Dear Herculodge,
What’s the difference between a real self-help book and a phony one?
Dear Reader,
The phony self-help book, which often tops the best-seller
lists (and Eckhart Tolle's A New Earth: Awakening to Your Life's Purpose comes to mind), must encourage our most infantile fantasy: That life is easy, a
delectable paradise that is ours for the taking, if we will only stop being our
own worst enemy by imposing “limitations,” “the Ego,” the expectations of
others, etc. The fraudulent self-help book’s banal cocktail of false promises, dumbed-down Eastern philosophy, clichés, and truisms serve to not challenge the reader while at the same time
sustain the fantasy of quick and easy transformation.
A real self-help book is not even categorized as such. In
other words, you won’t find a real self-help book in the psychology section of
the book store. This helpful book could be found in philosophy, nutrition,
history, biography, or just about any category with one exception—the self-help
section.
A real self-help book has one thing in common with the phony
one: Both offer a prescription for change.
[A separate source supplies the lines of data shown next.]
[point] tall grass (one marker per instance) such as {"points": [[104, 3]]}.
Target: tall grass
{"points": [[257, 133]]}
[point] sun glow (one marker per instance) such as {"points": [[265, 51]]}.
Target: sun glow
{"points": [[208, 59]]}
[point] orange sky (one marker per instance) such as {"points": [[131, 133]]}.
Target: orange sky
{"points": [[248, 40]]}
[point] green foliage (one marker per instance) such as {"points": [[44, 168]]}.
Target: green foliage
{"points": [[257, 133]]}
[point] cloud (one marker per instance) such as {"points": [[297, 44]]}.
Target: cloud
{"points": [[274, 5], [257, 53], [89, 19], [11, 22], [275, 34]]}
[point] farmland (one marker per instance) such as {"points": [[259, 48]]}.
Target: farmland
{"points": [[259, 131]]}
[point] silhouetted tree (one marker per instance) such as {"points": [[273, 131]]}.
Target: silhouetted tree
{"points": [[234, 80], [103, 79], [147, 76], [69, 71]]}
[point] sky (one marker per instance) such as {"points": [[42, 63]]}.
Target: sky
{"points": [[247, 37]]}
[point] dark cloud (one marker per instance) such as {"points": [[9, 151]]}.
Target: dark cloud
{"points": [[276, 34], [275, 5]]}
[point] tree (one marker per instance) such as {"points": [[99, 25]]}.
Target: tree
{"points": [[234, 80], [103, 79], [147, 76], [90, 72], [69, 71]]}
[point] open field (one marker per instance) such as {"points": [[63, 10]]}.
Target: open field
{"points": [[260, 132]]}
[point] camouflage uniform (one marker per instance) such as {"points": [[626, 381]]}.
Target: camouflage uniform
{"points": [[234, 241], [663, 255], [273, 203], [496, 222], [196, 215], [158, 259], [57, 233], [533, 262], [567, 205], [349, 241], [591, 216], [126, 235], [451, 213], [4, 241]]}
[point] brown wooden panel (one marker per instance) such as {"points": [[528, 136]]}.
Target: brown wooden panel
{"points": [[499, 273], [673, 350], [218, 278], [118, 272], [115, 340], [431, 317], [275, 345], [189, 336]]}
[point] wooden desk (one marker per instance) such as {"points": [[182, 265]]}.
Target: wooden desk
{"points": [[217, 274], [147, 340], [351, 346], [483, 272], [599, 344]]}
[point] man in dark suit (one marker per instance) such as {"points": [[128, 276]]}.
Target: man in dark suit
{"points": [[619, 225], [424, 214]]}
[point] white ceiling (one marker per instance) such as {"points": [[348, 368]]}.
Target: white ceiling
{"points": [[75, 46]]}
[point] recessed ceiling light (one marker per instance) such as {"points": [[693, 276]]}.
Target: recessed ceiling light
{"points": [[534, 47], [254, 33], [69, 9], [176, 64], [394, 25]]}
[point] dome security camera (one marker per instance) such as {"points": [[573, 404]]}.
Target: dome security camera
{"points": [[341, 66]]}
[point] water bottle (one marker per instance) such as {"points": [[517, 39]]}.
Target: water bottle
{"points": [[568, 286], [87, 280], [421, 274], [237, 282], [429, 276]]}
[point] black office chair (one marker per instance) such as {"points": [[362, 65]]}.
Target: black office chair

But while the phony self-help book offers
a quick, miraculous one based on knowing some enchanting mystery or secret, and
is built on the wishful thinking of a child, the real self-help book offers
common sense, insight, and provides a road map to a change that is arduous and
gradual, built upon a mature human being.
A couple of examples of real self-help books deal with
nutrition: Michael Pollan’s In Defense of Food in which he shows you how to
not get punk-fed by the Processed Food Industry and to make real food that you
like, which will result in gradual health benefits.
Another helpful book is Brian Wansink’s Mindless Eating in
which he shows you how to manipulate your eating environment so that you can
cut your daily calories by just a small amount—yet significant enough to result
in gradual weight loss.
Neither book promises quick transformation or blows smoke up
your ass about how your “ego” or “society” gets in the way of your
heaven-on-earth and both are the more valuable for it.